Shortly after arriving home, family and close friends came over for a cuddle.  The whole experience almost seems like a blur.  The baby is here, loved ones are around and enjoying these first shared moments, and I am sat down wondering how my body will carry me and support my baby.

I felt extremely bruised.  Every time I got up out of the chair it seemed like the lower half of my body would drop to the floor.  Walking was very difficult and I needed support to get any further than three feet.  Standing up for longer than a minute for the first two weeks was near impossible.  Bleeding was very heavy, with the first week being the worst (maternity pads are recommended, but not comfortable at all).  No one told me that I should expect this.  But I wish I had known to prepare my body.

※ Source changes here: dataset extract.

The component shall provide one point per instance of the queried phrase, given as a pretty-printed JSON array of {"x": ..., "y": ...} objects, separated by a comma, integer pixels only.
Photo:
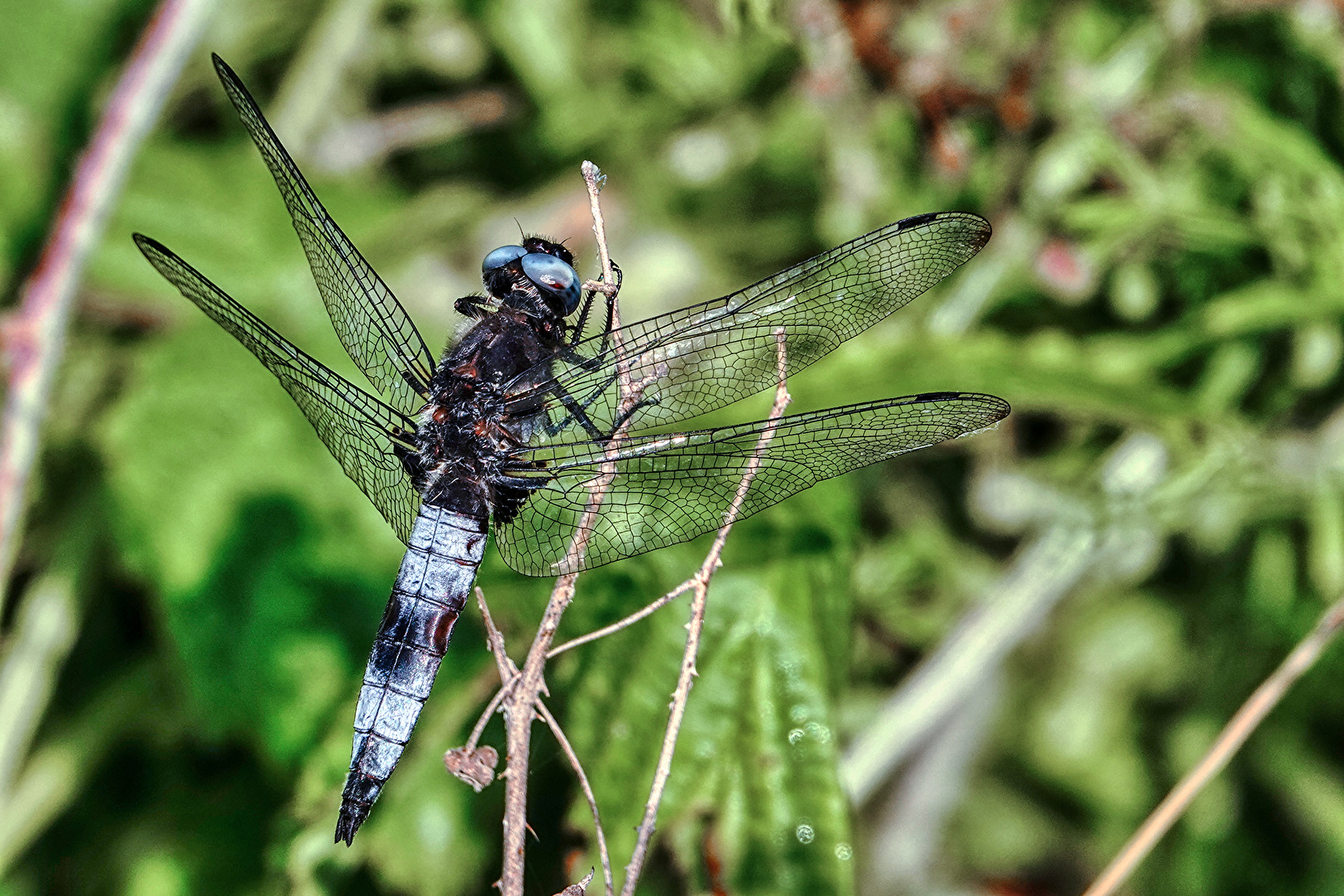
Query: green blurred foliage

When your full milk arrives, you are never really prepared for the emotions you feel.  The hormones produced at this time escalate the already heightened hormones your body is re-arranging post-baby.  You need to ensure that you have a lot of loving and supportive people around you as your moods will be changeable.

Labour in itself is an exhausting process.  Like running two marathons back to back, with a few stacks of bricks on your back.  Picking up at the same pace you went into hospital is not realistic.  Your baby will demand all of your attention and likely need feeding every hour, when all you will want to do is sleep.  Whenever your baby sleeps, take every opportunity to nap.  Your body needs rest to heal and repair itself.

With most of us, labour sneaks up unexpectedly.  Of course, everyone has their bags packed around week 32-33 (maybe slightly earlier if you are as excited as I was!)  I wish I had done one last clean of my house.  I wish that I had prepared a few meals in advance to save cooking.  Do not be shy, ask people around you to help.  You will want to rest at every spare moment, don’t feel guilty for doing so.

This is the most special time that you will share with your baby.  The first days and weeks spent bonding and learning about each other are irreplaceable moments that you will never forget.  Make sure that you rest as much as you can before it all begins, to be able to enjoy your baby.  Take time to pamper yourself and prepare everything possible, to ensure that you can return to an organised and peaceful space.  Most importantly, when people offer to help, take the help.  Your body will have gone through so much and will continue to demand so much of you. But you will get through it.  And it does get easier.

Women are incredible and enduring.  Don’t forget how amazing you are.

The gift of life is a miracle.  There is nothing greater.